Rina Ceppi-Bettosini 

Sono un panettiere, pasticciere, macellaio, ristoratore, albergatore o fotografo (vale chiaramente anche al femminile) e naturalmente servo la mia clientela senza chiederne l’orientamento sessuale. Un giorno, probabilmente non lontano, mi viene chiesta una prestazione in netto contrasto con le mie convinzioni religiose, come per esempio un servizio legato al matrimonio fra due persone omosessuali. Se pur educatamente io declinassi l’incarico per coerenza alla mia fede cristiana o islamica, in base a cui il matrimonio riguarda esclusivamente l’unione fra un uomo e una donna, sarei tutelato dal mio diritto alla libertà religiosa oppure incapperei in rovinose sanzioni penali con il relativo linciaggio mediatico? Vedrei compromessa la mia esistenza, come si osserva in Paesi dove la legge in questione è già realtà? 

Sono municipale e ufficiale di stato civile. Un giorno sarò chiamato a celebrare il matrimonio di una coppia di persone omosessuali, ma la mia fede chiederà coerenza. Dunque? Stesso scenario come sopra? 

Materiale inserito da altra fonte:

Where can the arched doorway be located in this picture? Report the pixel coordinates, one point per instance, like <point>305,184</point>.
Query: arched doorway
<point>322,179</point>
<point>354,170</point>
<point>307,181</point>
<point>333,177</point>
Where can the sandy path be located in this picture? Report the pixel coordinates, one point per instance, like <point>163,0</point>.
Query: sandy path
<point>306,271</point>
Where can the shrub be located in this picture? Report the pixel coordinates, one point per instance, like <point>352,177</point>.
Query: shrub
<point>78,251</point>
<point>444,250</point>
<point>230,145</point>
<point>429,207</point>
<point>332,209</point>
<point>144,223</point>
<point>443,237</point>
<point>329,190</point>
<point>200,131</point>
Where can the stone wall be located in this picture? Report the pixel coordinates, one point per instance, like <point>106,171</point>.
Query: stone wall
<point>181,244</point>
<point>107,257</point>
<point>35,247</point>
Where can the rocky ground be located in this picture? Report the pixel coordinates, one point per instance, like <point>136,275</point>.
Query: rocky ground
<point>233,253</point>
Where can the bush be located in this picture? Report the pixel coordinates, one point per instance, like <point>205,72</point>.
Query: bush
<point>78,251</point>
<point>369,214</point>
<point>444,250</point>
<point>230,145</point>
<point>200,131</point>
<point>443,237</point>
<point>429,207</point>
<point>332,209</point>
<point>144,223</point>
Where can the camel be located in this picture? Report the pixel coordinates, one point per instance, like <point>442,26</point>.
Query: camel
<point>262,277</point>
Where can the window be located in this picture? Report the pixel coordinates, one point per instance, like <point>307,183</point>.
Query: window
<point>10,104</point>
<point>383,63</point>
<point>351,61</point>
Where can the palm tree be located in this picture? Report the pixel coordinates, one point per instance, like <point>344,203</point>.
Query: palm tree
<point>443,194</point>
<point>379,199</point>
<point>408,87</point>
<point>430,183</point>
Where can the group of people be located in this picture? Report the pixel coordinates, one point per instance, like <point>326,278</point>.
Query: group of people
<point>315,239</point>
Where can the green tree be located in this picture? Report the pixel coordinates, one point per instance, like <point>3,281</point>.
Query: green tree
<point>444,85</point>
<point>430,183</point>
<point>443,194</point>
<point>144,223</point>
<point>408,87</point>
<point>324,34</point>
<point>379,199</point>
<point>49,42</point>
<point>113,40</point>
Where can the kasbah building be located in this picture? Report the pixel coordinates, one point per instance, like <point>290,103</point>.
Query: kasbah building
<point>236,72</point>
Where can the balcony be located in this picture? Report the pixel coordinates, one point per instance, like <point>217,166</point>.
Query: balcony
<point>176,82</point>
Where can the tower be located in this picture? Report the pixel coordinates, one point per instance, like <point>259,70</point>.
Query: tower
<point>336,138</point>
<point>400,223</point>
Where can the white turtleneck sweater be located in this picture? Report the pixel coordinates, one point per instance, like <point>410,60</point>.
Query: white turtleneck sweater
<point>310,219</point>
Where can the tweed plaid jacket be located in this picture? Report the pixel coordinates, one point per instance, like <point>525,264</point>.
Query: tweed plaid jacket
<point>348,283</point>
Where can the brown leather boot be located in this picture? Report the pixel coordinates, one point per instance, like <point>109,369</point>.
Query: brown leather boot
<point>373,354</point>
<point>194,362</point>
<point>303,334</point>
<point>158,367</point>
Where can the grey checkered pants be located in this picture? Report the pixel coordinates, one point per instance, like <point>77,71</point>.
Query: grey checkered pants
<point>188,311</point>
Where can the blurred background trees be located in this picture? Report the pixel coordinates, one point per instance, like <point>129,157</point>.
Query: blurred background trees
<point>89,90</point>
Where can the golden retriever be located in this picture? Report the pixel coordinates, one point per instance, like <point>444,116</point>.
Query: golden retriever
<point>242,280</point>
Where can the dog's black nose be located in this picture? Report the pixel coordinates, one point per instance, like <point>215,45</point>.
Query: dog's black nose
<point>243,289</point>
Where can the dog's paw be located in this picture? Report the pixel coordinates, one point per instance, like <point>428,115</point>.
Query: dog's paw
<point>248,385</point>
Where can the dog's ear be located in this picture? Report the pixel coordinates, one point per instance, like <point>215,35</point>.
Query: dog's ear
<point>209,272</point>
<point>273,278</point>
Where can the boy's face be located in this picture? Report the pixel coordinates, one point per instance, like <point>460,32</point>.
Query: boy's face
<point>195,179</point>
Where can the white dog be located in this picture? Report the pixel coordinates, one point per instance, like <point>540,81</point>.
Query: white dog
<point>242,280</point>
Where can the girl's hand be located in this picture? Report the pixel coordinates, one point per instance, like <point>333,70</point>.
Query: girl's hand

Sono medico, pediatra, chirurgo, epidemiologo, specialista in neuroscienze e la mia professione mi porta a dati scientifici e medici che confliggono con la visione dei nuovi diritti sessuali. Avrò il coraggio di esporre pubblicamente la mia esperienza professionale a costo di irritare il pensiero dominante, con la temibile prospettiva di ostracismo? La spirale del silenzio, teorizzata dalla nota analista sociale Elisabeth Noelle Neumann, agisce ormai fin troppo bene anche in Svizzera. 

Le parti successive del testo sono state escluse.